Regression in optimisation time of functions with many patterns (6.12 to 7.4)?

mentioned in issue #7258

changed weight to 5

added Tbug Trac import labels

Attached file Generator.hs ($801).

TH generator file

Attached file main.hs ($802).

main file (trivial)

closed

Thanks for the report. This looks like a duplicate of #7258.

Trac metadata

Trac field	Value
Resolution	Unresolved → ResolvedDuplicate

reopened

It may be a dup of #7258, but if it's true that the issue is solely concerned with deriving(Read) that would localise it much more than saying it's to do with DynFlags.lhs.

So if I understand it, simply having your data type with lots of constructors and deriving(Read) is enough to trigger this non-linear behaviour?

Simon

Trac metadata

Trac field	Value
Resolution	ResolvedDuplicate → Unresolved

Lots of named fields; see W2.hs in #7258.

Replying to [ticket:7450#comment:66753 simonpj]:

It may be a dup of #7258, but if it's true that the issue is solely concerned with deriving(Read) that would localise it much more than saying it's to do with DynFlags.lhs.

So if I understand it, simply having your data type with lots of constructors and deriving(Read) is enough to trigger this non-linear behaviour?

Indeed.

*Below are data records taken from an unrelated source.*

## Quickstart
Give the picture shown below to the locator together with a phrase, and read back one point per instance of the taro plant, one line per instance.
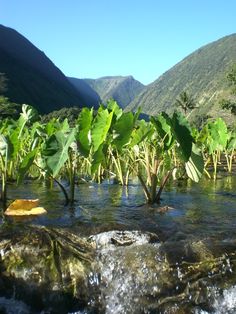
(4, 160)
(230, 150)
(214, 137)
(169, 142)
(56, 152)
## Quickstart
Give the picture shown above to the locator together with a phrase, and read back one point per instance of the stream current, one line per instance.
(188, 268)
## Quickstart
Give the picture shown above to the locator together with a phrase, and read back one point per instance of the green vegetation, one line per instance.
(31, 77)
(112, 144)
(230, 102)
(201, 75)
(123, 89)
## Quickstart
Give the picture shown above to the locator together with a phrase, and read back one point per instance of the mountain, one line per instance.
(32, 78)
(123, 89)
(87, 92)
(202, 75)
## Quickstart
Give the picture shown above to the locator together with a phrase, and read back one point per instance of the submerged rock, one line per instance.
(112, 239)
(25, 207)
(46, 268)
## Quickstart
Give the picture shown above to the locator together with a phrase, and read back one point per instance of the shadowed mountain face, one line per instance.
(31, 76)
(123, 89)
(89, 95)
(202, 74)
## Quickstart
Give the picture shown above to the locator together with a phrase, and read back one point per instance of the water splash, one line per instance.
(224, 303)
(12, 306)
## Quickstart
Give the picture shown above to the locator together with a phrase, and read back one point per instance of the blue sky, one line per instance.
(143, 38)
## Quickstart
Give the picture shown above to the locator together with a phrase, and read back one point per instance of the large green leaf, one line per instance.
(6, 147)
(98, 158)
(183, 135)
(114, 107)
(122, 130)
(195, 165)
(56, 151)
(217, 135)
(100, 128)
(232, 142)
(163, 126)
(3, 145)
(142, 130)
(25, 165)
(84, 122)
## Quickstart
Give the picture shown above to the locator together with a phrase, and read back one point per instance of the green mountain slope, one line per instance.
(202, 74)
(90, 95)
(123, 89)
(31, 77)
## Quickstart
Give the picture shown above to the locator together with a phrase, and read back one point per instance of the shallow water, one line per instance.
(199, 213)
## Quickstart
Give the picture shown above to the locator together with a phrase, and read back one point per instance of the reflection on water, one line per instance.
(196, 210)
(201, 220)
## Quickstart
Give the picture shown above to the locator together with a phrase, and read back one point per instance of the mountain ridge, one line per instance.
(32, 77)
(202, 74)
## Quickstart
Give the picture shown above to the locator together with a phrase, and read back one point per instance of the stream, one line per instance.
(146, 260)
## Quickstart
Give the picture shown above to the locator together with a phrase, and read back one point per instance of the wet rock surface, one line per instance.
(46, 268)
(56, 271)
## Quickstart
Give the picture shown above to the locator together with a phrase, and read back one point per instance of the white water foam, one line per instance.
(223, 304)
(12, 306)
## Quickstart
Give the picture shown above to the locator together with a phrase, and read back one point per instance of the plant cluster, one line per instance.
(114, 144)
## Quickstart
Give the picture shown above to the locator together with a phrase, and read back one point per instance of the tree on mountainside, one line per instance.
(3, 83)
(230, 103)
(186, 102)
(8, 109)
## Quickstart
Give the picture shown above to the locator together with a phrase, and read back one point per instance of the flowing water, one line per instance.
(188, 267)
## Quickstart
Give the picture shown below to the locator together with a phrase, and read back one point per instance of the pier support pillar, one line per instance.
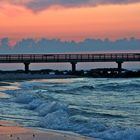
(26, 67)
(119, 66)
(73, 66)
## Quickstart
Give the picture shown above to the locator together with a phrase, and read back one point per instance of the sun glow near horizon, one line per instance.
(78, 23)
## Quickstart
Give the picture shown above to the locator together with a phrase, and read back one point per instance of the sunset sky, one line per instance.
(69, 19)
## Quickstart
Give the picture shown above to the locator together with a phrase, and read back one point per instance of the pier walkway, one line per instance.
(27, 59)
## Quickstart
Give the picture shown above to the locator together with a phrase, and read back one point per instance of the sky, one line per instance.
(69, 19)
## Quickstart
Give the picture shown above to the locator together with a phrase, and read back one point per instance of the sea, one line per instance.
(107, 109)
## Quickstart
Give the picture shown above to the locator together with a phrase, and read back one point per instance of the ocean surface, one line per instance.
(108, 109)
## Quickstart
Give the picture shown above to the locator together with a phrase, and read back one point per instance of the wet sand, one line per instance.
(9, 131)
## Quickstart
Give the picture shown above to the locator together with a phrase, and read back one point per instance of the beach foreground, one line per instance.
(10, 132)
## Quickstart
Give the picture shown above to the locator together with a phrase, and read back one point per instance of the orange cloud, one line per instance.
(112, 21)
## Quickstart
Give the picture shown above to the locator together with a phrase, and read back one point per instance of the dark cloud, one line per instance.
(37, 5)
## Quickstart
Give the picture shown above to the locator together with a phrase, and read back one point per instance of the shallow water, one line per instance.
(103, 108)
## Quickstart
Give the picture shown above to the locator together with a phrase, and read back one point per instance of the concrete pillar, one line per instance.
(26, 67)
(119, 66)
(73, 66)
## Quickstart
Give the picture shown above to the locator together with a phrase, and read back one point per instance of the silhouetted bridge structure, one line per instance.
(119, 58)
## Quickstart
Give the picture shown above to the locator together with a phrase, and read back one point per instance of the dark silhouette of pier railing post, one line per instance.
(73, 66)
(26, 67)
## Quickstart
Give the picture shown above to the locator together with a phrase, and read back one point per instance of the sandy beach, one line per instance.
(9, 131)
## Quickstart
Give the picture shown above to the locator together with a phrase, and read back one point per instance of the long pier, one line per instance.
(27, 59)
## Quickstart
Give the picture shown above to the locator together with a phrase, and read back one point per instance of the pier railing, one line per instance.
(41, 58)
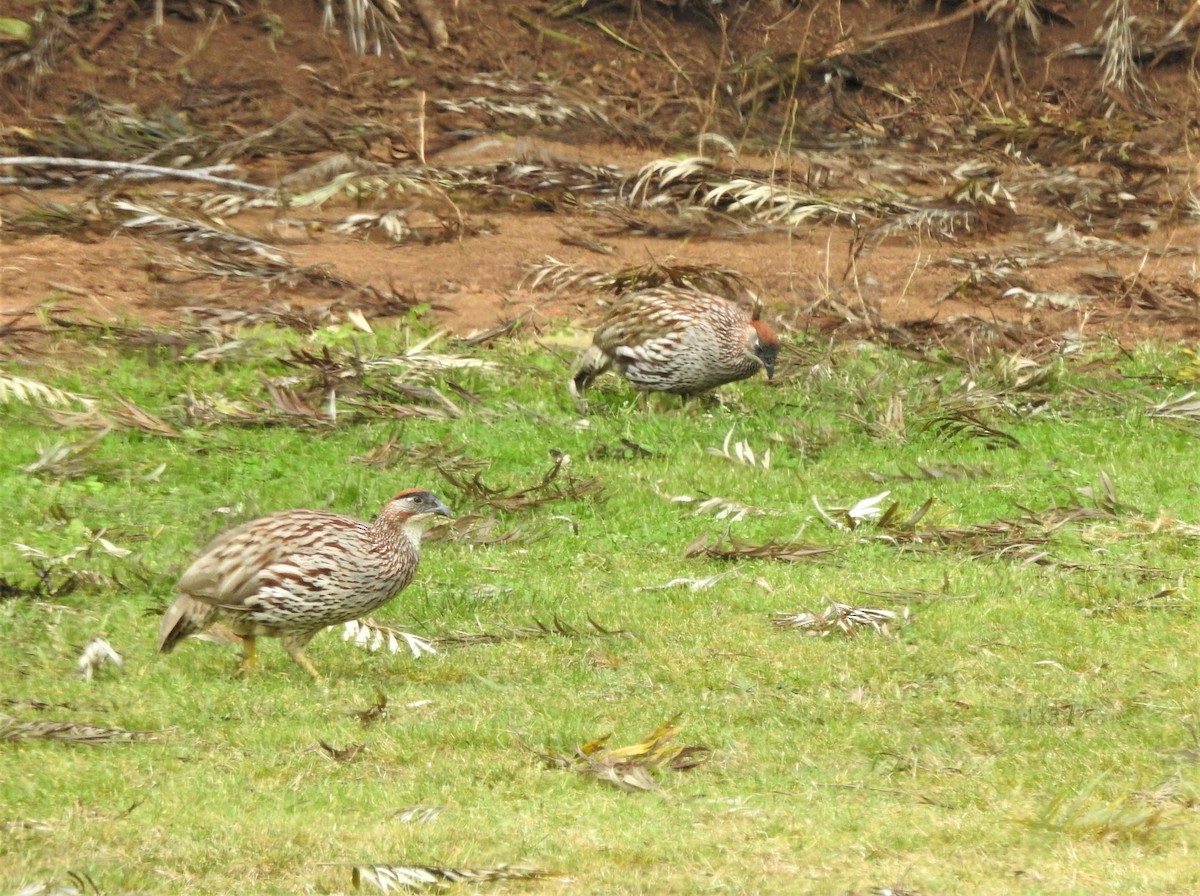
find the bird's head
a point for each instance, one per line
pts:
(762, 346)
(413, 510)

The following conditions seem to be required:

many constructors (> ~100)
constructors should be record constructors, not normal ones
optimisations must be turned on

For normal constructors, I can't trigger it with even ~1500 constructors (it's a bit less than linear, but still very acceptable, e.g. 30s for 1600 normal constructors versus 259s for 800 record constructors).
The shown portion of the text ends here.